Another weak point is the digital effects. There are some practical elements here that actually work pretty well, and you can tell effort was put into making those moments feel tangible. But anytime the film leans into CGI, it takes a noticeable hit. The digital work has that unmistakable “learned this on a YouTube tutorial at 2 a.m.” vibe, like someone had Adobe After Effects open on a free trial and just went for it.

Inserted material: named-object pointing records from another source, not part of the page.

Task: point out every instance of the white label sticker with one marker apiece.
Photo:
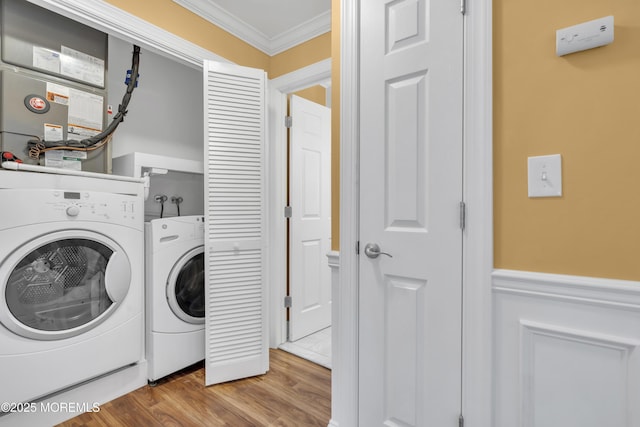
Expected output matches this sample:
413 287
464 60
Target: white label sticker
46 59
52 132
81 66
85 114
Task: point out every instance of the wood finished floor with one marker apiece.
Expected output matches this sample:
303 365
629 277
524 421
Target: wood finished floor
295 392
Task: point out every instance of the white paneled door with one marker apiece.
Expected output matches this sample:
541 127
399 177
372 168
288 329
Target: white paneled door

At a certain point, I was half expecting to hear, “Hey there, Andrew Kramer here with Video Copilot” pop up in the dialogue, which, if you get that reference, congratulations, you’ve officially joined the Cool Cats Club. It’s not a deal breaker, and honestly, given the budget, it makes sense they used whatever tools they had available. But it does pull you out of the movie in spots and adds a layer of roughness that the stronger practical effects don’t have.

I give Weekend at the End of the World four out of five stars.

It’s scrappy, ambitious and way more polished than a 12-day, shoestring production has any right to be. The performances click, the premise is ridiculous in all the right ways and when the balance between horror and comedy works, it really works. Even with some overindulgent humor in the back half and digital effects that occasionally feel like they wandered in from a late-night tutorial session, the film never loses its charm or its sense of fun.

And honestly, that brings me right back to that night in college. Sometimes the worst ideas are the ones people commit to with absolute confidence. The difference is, my friend had someone there to talk him down before he could make a complete fool of himself in a hotel lobby. Karl and Miles never get that moment. They charge forward, full speed ahead, convinced they have everything under control, even as the world literally starts to fall apart around them.

And while that might be a disaster for them, it makes for one hell of a weekend for the rest of us watching.